Publication information
- Publisher: Marvel Comics
- First appearance: Alpha Flight #106 (March 1992)
- Created by: Scott Lobdell Mark Pacella

In-story information
- Alter ego: Louis Sadler
- Species: Human mutate
- Team affiliations: Invaders

= Major Mapleleaf =

Major Mapleleaf is the name of two superheroes appearing in American comic books published by Marvel Comics, primarily in the series Alpha Flight. Both characters were created by writer Scott Lobdell.

== Major Mapleleaf (Louis Sadler) ==

Louis Sadler is the name of the first Major Mapleleaf. He first appeared in Alpha Flight #106.

=== Fictional character biography ===
Louis Sadler is a Canadian superhero during World War II and an occasional ally of the Invaders who gained superhuman strength, durability, and longevity through an unrevealed process. After the war, Sadler goes underground with his crime-fighting and eventually reveals his public identity in 1963 so that he can devote time to raising his son Michael. After Michael dies from AIDS, Sadler sinks into a depression. Later, when the news is making a cause celebre out of a baby with HIV, Sadler goes on a rampage, believing society did not care about Michael due to him being gay. He is stopped by Northstar of Alpha Flight.

== Major Mapleleaf (Lou Sadler Jr.) ==

Louis Sadler Jr., the younger son of the original Major Mapleleaf, assumes the mantle of Major Mapleleaf.

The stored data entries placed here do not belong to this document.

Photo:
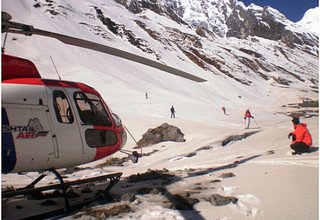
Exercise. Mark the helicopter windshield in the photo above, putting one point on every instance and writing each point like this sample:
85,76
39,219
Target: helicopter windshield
91,110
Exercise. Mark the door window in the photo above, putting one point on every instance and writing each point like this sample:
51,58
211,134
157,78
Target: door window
62,107
91,109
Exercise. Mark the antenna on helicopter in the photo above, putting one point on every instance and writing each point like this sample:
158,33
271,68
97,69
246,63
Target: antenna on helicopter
55,68
20,28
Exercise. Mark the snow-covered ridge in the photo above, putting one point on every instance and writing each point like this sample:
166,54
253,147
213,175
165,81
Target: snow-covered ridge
311,20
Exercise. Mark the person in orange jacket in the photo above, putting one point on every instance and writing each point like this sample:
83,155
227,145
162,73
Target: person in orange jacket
301,137
247,117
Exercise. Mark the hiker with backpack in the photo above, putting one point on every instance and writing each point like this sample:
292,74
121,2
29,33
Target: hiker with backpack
301,137
247,117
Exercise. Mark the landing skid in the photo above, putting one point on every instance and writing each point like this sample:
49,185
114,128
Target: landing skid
64,186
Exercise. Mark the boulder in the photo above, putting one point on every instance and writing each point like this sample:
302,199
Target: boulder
164,132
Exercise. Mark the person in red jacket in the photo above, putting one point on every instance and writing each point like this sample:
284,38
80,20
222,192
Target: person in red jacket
301,137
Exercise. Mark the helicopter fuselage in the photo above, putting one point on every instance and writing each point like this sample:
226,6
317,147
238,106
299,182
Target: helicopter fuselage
54,123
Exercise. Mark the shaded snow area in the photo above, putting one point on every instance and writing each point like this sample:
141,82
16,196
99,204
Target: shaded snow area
220,170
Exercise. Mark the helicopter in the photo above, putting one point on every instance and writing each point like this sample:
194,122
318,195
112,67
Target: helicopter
48,124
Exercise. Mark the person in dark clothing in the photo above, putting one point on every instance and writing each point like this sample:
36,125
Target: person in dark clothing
173,111
301,137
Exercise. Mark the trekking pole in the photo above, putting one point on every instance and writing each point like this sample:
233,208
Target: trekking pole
256,122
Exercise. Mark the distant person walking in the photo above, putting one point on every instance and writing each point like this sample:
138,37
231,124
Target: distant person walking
247,117
301,137
224,110
173,112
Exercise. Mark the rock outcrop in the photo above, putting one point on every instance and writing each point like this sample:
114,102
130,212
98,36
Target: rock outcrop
164,132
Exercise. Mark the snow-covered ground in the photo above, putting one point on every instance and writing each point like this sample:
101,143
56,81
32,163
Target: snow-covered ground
269,182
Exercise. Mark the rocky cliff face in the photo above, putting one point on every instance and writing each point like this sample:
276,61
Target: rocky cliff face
228,18
251,46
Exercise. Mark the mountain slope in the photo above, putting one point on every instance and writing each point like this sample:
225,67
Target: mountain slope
249,65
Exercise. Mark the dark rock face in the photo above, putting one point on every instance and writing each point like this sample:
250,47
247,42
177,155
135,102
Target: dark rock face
243,23
164,132
218,200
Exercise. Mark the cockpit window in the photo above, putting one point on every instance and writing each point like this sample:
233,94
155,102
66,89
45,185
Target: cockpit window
62,107
91,110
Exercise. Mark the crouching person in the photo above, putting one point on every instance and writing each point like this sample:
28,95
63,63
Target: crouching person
301,137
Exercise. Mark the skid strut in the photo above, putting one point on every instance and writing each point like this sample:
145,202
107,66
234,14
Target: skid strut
30,189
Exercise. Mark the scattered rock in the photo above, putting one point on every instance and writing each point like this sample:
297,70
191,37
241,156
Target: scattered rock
164,132
86,190
218,200
227,175
128,197
150,175
104,213
48,202
183,201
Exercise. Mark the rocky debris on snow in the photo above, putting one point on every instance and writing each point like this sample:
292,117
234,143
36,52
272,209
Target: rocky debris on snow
151,175
218,200
237,137
183,201
48,203
105,212
227,175
164,132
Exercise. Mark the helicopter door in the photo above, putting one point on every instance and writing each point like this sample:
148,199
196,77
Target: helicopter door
67,134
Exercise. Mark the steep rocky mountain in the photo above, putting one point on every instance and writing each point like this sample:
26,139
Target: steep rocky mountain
245,46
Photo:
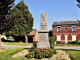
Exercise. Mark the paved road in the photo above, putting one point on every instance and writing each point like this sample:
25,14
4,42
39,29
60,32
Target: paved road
13,46
56,47
68,47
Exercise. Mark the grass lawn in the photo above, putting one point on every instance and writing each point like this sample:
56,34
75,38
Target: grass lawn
74,54
16,43
7,53
58,44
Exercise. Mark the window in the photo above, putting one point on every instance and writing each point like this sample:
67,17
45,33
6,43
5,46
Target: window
73,28
73,37
58,28
65,28
58,37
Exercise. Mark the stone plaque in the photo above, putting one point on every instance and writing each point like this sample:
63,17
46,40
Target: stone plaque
43,33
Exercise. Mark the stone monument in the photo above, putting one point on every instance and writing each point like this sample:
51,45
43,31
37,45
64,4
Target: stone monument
43,33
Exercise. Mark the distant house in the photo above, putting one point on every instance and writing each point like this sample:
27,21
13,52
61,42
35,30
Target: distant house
33,36
4,37
66,31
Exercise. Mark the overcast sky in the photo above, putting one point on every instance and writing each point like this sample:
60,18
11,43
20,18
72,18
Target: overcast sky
57,10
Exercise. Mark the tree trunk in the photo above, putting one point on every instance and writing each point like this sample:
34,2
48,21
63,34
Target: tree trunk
0,41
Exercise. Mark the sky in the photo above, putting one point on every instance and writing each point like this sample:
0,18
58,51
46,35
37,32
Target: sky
56,10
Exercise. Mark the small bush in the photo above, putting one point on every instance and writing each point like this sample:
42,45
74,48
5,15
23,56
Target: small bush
32,48
31,55
74,42
52,46
35,43
52,40
41,53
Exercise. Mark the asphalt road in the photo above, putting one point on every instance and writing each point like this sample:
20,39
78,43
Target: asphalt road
29,46
13,46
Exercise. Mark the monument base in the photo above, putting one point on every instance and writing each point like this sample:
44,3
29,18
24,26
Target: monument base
43,45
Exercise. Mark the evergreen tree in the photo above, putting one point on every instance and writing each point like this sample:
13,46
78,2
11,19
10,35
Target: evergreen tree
50,33
24,24
79,3
6,21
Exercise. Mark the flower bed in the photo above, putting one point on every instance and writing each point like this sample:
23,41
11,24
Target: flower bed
41,53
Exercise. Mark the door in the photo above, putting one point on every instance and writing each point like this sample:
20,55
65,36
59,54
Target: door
66,39
73,37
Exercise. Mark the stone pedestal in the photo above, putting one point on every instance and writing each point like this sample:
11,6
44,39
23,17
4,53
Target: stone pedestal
43,33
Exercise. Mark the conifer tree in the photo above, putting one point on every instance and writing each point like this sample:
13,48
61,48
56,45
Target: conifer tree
24,24
6,21
79,3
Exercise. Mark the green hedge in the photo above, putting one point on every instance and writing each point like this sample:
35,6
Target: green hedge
74,42
52,40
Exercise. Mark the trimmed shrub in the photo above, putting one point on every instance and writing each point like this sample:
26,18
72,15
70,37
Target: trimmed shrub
32,48
52,46
52,40
35,43
74,42
41,53
30,55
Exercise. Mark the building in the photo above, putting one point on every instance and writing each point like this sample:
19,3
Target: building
66,31
33,36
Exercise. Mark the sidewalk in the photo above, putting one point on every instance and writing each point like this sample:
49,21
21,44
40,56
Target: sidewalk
29,46
14,46
68,47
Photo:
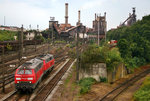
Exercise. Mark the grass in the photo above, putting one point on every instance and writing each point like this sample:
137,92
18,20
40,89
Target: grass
143,94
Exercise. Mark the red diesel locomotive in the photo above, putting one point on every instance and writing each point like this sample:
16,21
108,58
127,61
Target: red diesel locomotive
28,75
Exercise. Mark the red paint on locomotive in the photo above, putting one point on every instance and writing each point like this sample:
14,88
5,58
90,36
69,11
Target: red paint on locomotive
29,74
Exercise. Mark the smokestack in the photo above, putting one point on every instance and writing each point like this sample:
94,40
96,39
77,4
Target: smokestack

Lou first appears in Alpha Flight vol. 3 #1.

=== Fictional character biography ===
Louis "Lou" Sadler Jr. is a normal human with no superpowers who rides a super-powered horse named Thunder.

Bearing the rank of staff sergeant in the Royal Canadian Mounted Police, Sadler takes the codename Major Mapleleaf to honor his father. Sasquatch later recruits Sadler into Alpha Flight after aliens kidnap the original team. In New Avengers, Michael Pointer kills Major Mapleleaf and the majority of Alpha Flight, with Sasquatch being the only survivor.

=== Powers and abilities ===
Major Mapleleaf has no superhuman powers, but is a skilled combatant and acrobat. His horse, Thunder, possesses flight, superhuman durability, and a degree of enhanced strength.